Akademisi Universitas Muhammadiyah Palembang (UMP) Dr Martini Idris sesalkan lambatnya penangkapan terhadap Ryan (40). Pasalnya, tersangka pelaku cabul yang melakukan dua kali sumpah pocong tersebut ditangkap setelah hampir setahun dilaporkan.
"Tentu ini jadi preseden bagi penyidik, contoh yang buruk bagi penyidik, bobroklah hukum. Apalagi itu menyangkut anak, yang memang harus dilindungi, jadi memang undang-undang spesial yang mengatur ketika anak-anak itu disakiti," ungkap salah satu Pengamat Hukum Sumsel, Dr Martini Idris, Sabtu (27/5).
Sekalipun penyidik memiliki pertimbangan untuk tidak menahan Rian sejak setahun lalu dengan alasan tersangka kooperatif, rutin melakukan wajib lapor hingga sulitnya penyidik mengumpulkan alat bukti, hal itu tentu tetap tidak dibenarkan.
SCROLL TO CONTINUE WITH CONTENT
Karena, menurut Martini banyak cara penyidik untuk menuntaskan kasus seperti tersebut tanpa harus menunggu setahun lamanya, seperti dengan menghadirkan saksi ahli pidana.
"Soal sulitnya mengumpulkan alat bukti, itu tak jadi alasan, yang namanya pelecehan itu kan melalui visum yang salah satunya alat bukti surat. Tanpa saksi yang melihat dan mendengar kejadian itu, dengan hasil visum itu pun cukup untuk memenjarakan seseorang," jelasnya.
Menurut Martini penyidik bisa menghadirkan saksi ahli pidana.
"Banyak jalan jika memang serius menangani kasus itu, kenapa harus sampai setahun," katanya.
Karena ia menilai kejanggalan penanganan di kasus ini terlihat jelas, menurutnya, sudah sepantasnya penyidik tersebut dilaporkan ke Propam dan dimintai klarifikasi.
Klarifikasi tersebut guna mempertanyakan pertimbangan apa diambil sehingga tersangka kekerasan seksual terhadap anak bisa bebas berkeliaran setahun lamanya.
"Jangan sampai kejadian seperti ini terulang lagi, terjadi kepada tersangka-tersangka (cabul) lainnya. Dan penyidiknya wajib dilaporkan ke Propam agar tahu bahwa apa alasan dia itu, biar bisa dipertanggungjawabkan oleh penyidik itu. Keluarga korban juga harusnya tak tinggal diam dan harus menggandeng pengacara," katanya.

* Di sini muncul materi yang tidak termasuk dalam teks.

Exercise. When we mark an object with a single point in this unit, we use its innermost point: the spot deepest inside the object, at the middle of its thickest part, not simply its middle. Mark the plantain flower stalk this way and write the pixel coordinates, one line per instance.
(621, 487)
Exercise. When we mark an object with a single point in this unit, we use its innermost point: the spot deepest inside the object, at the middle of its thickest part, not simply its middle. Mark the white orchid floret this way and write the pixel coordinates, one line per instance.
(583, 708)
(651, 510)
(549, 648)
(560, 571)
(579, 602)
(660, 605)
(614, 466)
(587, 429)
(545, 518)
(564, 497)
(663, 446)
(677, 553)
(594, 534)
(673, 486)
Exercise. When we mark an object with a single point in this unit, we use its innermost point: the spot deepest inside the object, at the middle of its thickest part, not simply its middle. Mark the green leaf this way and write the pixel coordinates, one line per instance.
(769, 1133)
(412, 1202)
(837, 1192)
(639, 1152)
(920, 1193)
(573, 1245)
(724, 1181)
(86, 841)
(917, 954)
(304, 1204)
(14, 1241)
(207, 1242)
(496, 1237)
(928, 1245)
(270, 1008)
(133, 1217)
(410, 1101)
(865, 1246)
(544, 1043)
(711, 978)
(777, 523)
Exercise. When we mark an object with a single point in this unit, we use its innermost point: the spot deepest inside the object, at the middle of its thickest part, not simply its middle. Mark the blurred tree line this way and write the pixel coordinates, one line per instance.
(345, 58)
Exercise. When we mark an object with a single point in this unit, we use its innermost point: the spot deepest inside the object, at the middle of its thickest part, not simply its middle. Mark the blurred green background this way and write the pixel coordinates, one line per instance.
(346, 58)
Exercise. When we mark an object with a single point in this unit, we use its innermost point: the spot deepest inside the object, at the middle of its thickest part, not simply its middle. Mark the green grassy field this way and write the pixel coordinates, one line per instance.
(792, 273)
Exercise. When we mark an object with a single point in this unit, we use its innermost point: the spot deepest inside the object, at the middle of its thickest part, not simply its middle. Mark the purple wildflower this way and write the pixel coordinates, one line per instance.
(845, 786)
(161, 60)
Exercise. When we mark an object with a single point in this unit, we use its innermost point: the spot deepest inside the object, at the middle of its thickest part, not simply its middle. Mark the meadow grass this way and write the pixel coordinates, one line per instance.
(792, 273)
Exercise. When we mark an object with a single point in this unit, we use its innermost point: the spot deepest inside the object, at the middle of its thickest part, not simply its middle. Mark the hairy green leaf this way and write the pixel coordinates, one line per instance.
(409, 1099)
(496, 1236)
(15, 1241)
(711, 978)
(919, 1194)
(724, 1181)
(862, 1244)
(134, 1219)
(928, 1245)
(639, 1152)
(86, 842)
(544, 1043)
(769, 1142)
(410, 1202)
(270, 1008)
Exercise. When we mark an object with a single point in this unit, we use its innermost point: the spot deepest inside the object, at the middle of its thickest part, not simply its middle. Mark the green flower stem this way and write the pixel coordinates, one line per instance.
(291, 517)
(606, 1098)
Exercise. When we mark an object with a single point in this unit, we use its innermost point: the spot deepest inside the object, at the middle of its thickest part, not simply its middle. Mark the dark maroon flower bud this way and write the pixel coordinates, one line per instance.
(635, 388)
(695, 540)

Jika nantinya, penyidik di kasus itu tak segera ditindaklanjuti oleh yang berwenang dalam hal ini Bid Propam Polda Sumsel, lanjutnya, justru kejadian ini tentunya akan menjadi senjata untuk membela diri bagi tersangka-tersangka cabul lainnya.
"Kalau yang seperti ini dibiarkan, pasti akan menjadi yurispruden (acuan) bagi kasus yang sama, menjadi bahan acuan bagi tersangka-tersangka lainnya di kasus serupa," katanya.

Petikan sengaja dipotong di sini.